Install packages for the project

#install.packages('rvest')
#Loading the rvest package
library(rvest)
library(tidyverse)
## -- Attaching packages --------------------------------------- tidyverse 1.3.2 --
## v ggplot2 3.3.6      v purrr   0.3.4 
## v tibble  3.1.8      v dplyr   1.0.10
## v tidyr   1.2.1      v stringr 1.4.1 
## v readr   2.1.2      v forcats 0.5.2 
## -- Conflicts ------------------------------------------ tidyverse_conflicts() --
## x dplyr::filter()         masks stats::filter()
## x readr::guess_encoding() masks rvest::guess_encoding()
## x dplyr::lag()            masks stats::lag()
library(plotly)
## 
## Attaching package: 'plotly'
## 
## The following object is masked from 'package:ggplot2':
## 
##     last_plot
## 
## The following object is masked from 'package:stats':
## 
##     filter
## 
## The following object is masked from 'package:graphics':
## 
##     layout

Scrape the IMDB website to create a dataframe of information from 2016 top movies

Use the following URL from IMBD movies of 2016

http://www.imdb.com/search/title?count=100&release_date=2016,2016&title_type=feature

# Specifying the url for desired website to be scraped

url <- 'http://www.imdb.com/search/title?count=100&release_date=2016,2016&title_type=feature'

# Reading the HTML code from the website

webpage <- read_html(url)
# save_URL(webpage,filename="webpage.html")

Load various elements and clean data using gsub.

Scrape for Movie Bank Information

# Using CSS selectors to scrape the rankings section
rank_data_html <- html_nodes(webpage,'.text-primary')

# Converting the ranking data to text
rank_data <- html_text(rank_data_html)

# Let's have a look at the rankings
head(rank_data)
## [1] "1." "2." "3." "4." "5." "6."
class(rank_data)
## [1] "character"
# Data-Reprocessing: Converting rankings to numerical
rank_data<-as.numeric(rank_data)

# Let's have another look at the rankings
head(rank_data)
## [1] 1 2 3 4 5 6
length(rank_data)
## [1] 100

Scrape for Title information

#Using CSS selectors to scrape the title section

title_data_html <- html_nodes(webpage,'.lister-item-header a')

# Converting the title data to text

title_data <- html_text(title_data_html)

# Let's have a look at the title
head(title_data)
## [1] "Terrifier"                    "Rogue One: A Star Wars Story"
## [3] "Sing"                         "Suicide Squad"               
## [5] "Deadpool"                     "The Handmaiden"
length(title_data)
## [1] 100

Scrape for movie description information

# Using CSS selectors to scrape the description section

description_data_html <- html_nodes(webpage,'.ratings-bar+ .text-muted')

# Converting the description data to text

description_data <- html_text(description_data_html)

# Let's have a look at the description data

head(description_data)
## [1] "\nOn Halloween night, Tara Heyes finds herself as the obsession of a sadistic murderer known as Art the Clown."                                                                                                                 
## [2] "\nIn a time of conflict, a group of unlikely heroes band together on a mission to steal the plans to the Death Star, the Empire's ultimate weapon of destruction."                                                              
## [3] "\nIn a city of humanoid animals, a hustling theater impresario's attempt to save his theater with a singing competition becomes grander than he anticipates even as its finalists find that their lives will never be the same."
## [4] "\nA secret government agency recruits some of the most dangerous incarcerated super-villains to form a defensive task force.
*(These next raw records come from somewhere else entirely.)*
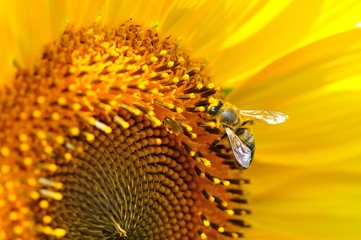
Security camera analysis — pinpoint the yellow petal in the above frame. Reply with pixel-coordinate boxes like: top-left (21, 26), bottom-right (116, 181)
top-left (101, 0), bottom-right (174, 26)
top-left (0, 0), bottom-right (65, 82)
top-left (230, 29), bottom-right (361, 108)
top-left (214, 0), bottom-right (361, 87)
top-left (65, 0), bottom-right (104, 27)
top-left (246, 163), bottom-right (361, 240)
top-left (248, 90), bottom-right (361, 166)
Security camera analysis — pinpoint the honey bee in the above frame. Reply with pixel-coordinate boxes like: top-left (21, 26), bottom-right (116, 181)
top-left (207, 100), bottom-right (288, 168)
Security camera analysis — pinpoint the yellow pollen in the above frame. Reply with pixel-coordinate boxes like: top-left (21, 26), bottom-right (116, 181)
top-left (19, 133), bottom-right (29, 142)
top-left (203, 219), bottom-right (211, 227)
top-left (222, 180), bottom-right (231, 187)
top-left (200, 233), bottom-right (207, 239)
top-left (9, 211), bottom-right (19, 221)
top-left (167, 61), bottom-right (174, 68)
top-left (43, 215), bottom-right (53, 224)
top-left (0, 147), bottom-right (10, 157)
top-left (39, 200), bottom-right (49, 209)
top-left (58, 97), bottom-right (66, 106)
top-left (225, 209), bottom-right (234, 216)
top-left (30, 191), bottom-right (40, 200)
top-left (70, 127), bottom-right (80, 136)
top-left (73, 103), bottom-right (81, 111)
top-left (83, 132), bottom-right (95, 142)
top-left (36, 130), bottom-right (46, 139)
top-left (53, 228), bottom-right (66, 238)
top-left (64, 153), bottom-right (72, 161)
top-left (44, 146), bottom-right (53, 154)
top-left (36, 96), bottom-right (45, 104)
top-left (14, 225), bottom-right (24, 235)
top-left (33, 110), bottom-right (41, 118)
top-left (51, 112), bottom-right (60, 121)
top-left (1, 164), bottom-right (10, 175)
top-left (182, 74), bottom-right (189, 81)
top-left (113, 116), bottom-right (129, 129)
top-left (55, 136), bottom-right (65, 145)
top-left (213, 178), bottom-right (221, 184)
top-left (23, 157), bottom-right (33, 166)
top-left (39, 189), bottom-right (63, 200)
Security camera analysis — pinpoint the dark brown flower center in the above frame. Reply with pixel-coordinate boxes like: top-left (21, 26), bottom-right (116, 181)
top-left (0, 22), bottom-right (249, 239)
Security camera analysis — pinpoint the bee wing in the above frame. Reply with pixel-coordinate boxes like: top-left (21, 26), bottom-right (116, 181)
top-left (238, 110), bottom-right (288, 124)
top-left (226, 128), bottom-right (252, 168)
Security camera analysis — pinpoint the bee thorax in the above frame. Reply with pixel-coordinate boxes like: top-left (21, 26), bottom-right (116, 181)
top-left (219, 108), bottom-right (239, 127)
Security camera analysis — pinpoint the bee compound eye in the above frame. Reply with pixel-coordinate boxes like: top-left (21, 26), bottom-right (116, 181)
top-left (208, 106), bottom-right (219, 116)
top-left (221, 109), bottom-right (238, 126)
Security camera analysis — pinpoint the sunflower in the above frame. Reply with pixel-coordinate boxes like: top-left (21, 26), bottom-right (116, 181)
top-left (0, 1), bottom-right (361, 239)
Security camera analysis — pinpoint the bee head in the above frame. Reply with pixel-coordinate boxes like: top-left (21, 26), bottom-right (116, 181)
top-left (219, 108), bottom-right (239, 127)
top-left (207, 101), bottom-right (223, 117)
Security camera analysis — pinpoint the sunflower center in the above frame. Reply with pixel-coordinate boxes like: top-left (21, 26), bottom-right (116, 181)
top-left (0, 22), bottom-right (249, 239)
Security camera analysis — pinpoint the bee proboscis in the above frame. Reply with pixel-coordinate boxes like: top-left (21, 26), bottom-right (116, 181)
top-left (207, 100), bottom-right (288, 168)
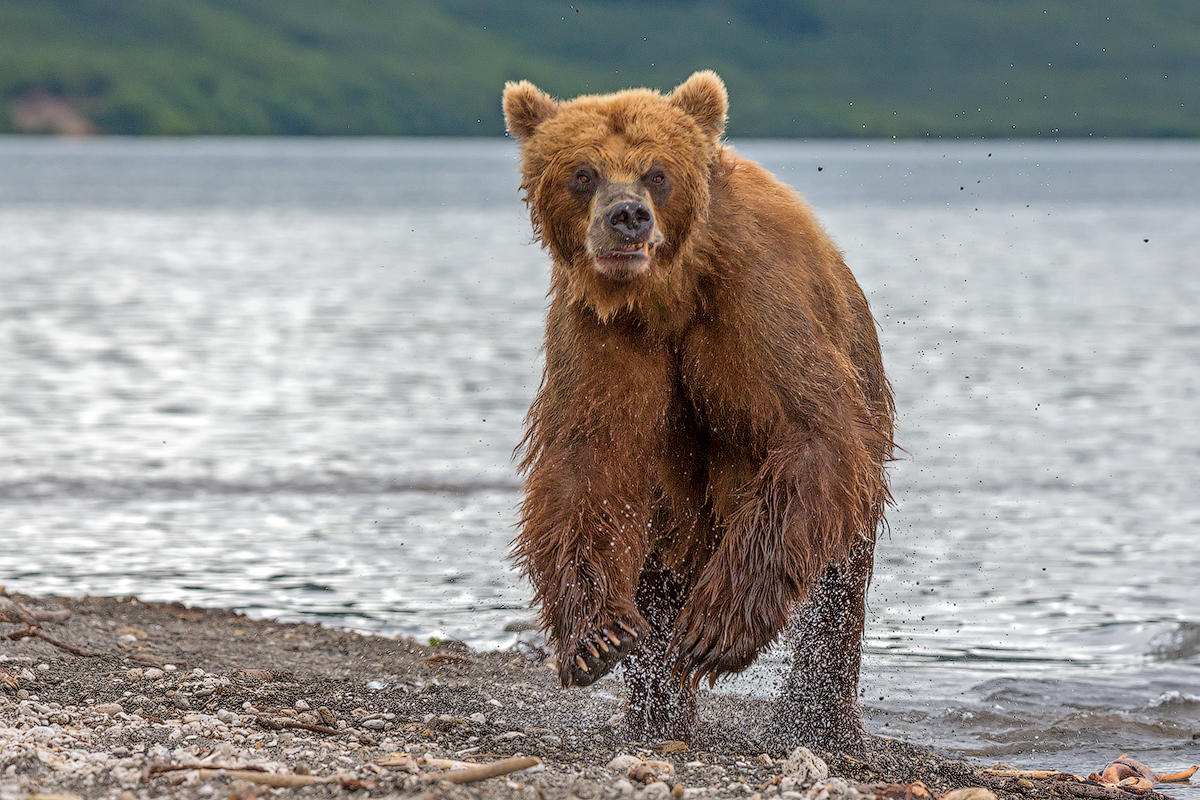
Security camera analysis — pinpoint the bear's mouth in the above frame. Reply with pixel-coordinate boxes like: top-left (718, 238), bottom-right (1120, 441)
top-left (595, 242), bottom-right (654, 281)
Their first mission: save the world from the apocalypse."                                          
## [5] "\nA wisecracking mercenary gets experimented on and becomes immortal but ugly, and sets out to track down the man who ruined his looks."                                                                                        
## [6] "\nA woman is hired as a handmaiden to a Japanese heiress, but secretly she is involved in a plot to defraud her."
# Data-Preprocessing: removing '\n'

description_data<-gsub("\n","",description_data)

# Let's have another look at the description data

head(description_data)
## [1] "On Halloween night, Tara Heyes finds herself as the obsession of a sadistic murderer known as Art the Clown."                                                                                                                 
## [2] "In a time of conflict, a group of unlikely heroes band together on a mission to steal the plans to the Death Star, the Empire's ultimate weapon of destruction."                                                              
## [3] "In a city of humanoid animals, a hustling theater impresario's attempt to save his theater with a singing competition becomes grander than he anticipates even as its finalists find that their lives will never be the same."
## [4] "A secret government agency recruits some of the most dangerous incarcerated super-villains to form a defensive task force. Their first mission: save the world from the apocalypse."                                          
## [5] "A wisecracking mercenary gets experimented on and becomes immortal but ugly, and sets out to track down the man who ruined his looks."                                                                                        
## [6] "A woman is hired as a handmaiden to a Japanese heiress, but secretly she is involved in a plot to defraud her."
length (description_data)
## [1] 100

Scrape for movie run times

# Using CSS selectors to scrape the Movie runtime section

runtime_data_html <- html_nodes(webpage,'.text-muted .runtime')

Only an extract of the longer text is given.